FIG. 1 is a principle diagram of a conventional parallel cord current detector.

FIG. 2 is a configuration diagram 1 according to an embodiment of the present invention.

FIG. 3 Disadvantages of a conventional detector

FIG. 4 shows the principle of the detector of the present invention.

FIG. 5 is a configuration diagram 2 according to an embodiment of the present invention.

FIG. 6 is a configuration diagram 3 according to an embodiment of the present invention.
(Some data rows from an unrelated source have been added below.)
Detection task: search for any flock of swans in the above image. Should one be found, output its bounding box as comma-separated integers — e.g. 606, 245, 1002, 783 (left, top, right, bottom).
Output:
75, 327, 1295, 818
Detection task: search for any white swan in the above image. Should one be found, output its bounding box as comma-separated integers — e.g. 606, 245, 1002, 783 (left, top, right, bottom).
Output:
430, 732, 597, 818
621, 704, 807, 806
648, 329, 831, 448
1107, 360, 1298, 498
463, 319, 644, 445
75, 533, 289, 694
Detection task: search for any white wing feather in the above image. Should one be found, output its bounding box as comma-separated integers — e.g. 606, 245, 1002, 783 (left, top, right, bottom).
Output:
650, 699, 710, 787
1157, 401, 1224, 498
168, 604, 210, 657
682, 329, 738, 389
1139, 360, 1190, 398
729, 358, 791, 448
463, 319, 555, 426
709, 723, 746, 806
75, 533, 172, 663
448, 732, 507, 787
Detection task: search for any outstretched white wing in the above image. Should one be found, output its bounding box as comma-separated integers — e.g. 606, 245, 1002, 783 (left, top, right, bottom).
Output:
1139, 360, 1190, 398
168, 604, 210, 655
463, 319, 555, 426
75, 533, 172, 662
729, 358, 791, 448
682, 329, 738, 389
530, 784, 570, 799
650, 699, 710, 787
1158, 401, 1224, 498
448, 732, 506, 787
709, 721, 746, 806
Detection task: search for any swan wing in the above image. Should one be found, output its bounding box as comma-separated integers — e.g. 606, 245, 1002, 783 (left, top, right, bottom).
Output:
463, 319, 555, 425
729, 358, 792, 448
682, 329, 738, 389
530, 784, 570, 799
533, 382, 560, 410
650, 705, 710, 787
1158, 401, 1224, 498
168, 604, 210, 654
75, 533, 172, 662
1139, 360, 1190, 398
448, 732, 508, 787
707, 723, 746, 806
[Description of Signs] Parallel cord 1, current a2 flowing through the cord, current b3 flowing through the cord, magnetic field line a4, magnetic field line b5, E-type magnetic body 6,
E-type magnetic body 7, coil 8, Hall element or magnetoresistive element 9, line of magnetic force from outside 10, copper foil 11, ground 12, cylindrical magnetic body 13, low noise multicore parallel cord current detector 1
4, amplifier 15, computer system 16, magnetic detector 17, detection signal 18, container 19, cushion 20, half of cylindrical magnetic body a21, half of cylindrical magnetic body b22,
AD converter 23, hard disk 24, cushion mark 25, parallel code mark 26

Claims (1)

[Claims] An electric current flowing through a parallel cord, a portion of a magnetic field generated by the current which does not cancel each other, that is, a magnetic line generated between conductors of the parallel cord, a magnetic material such as a ferrite core or an iron core, a coil or a Hall element. Or a multi-core parallel cord with a parallel cord magnetic detector consisting of a magnetoresistive element, surrounded by a cushion that can be divided in the long axis direction, a cylindrical magnetic body, and a metal shield to simplify handling such as alignment and reduce electromagnetic induction noise Current detector.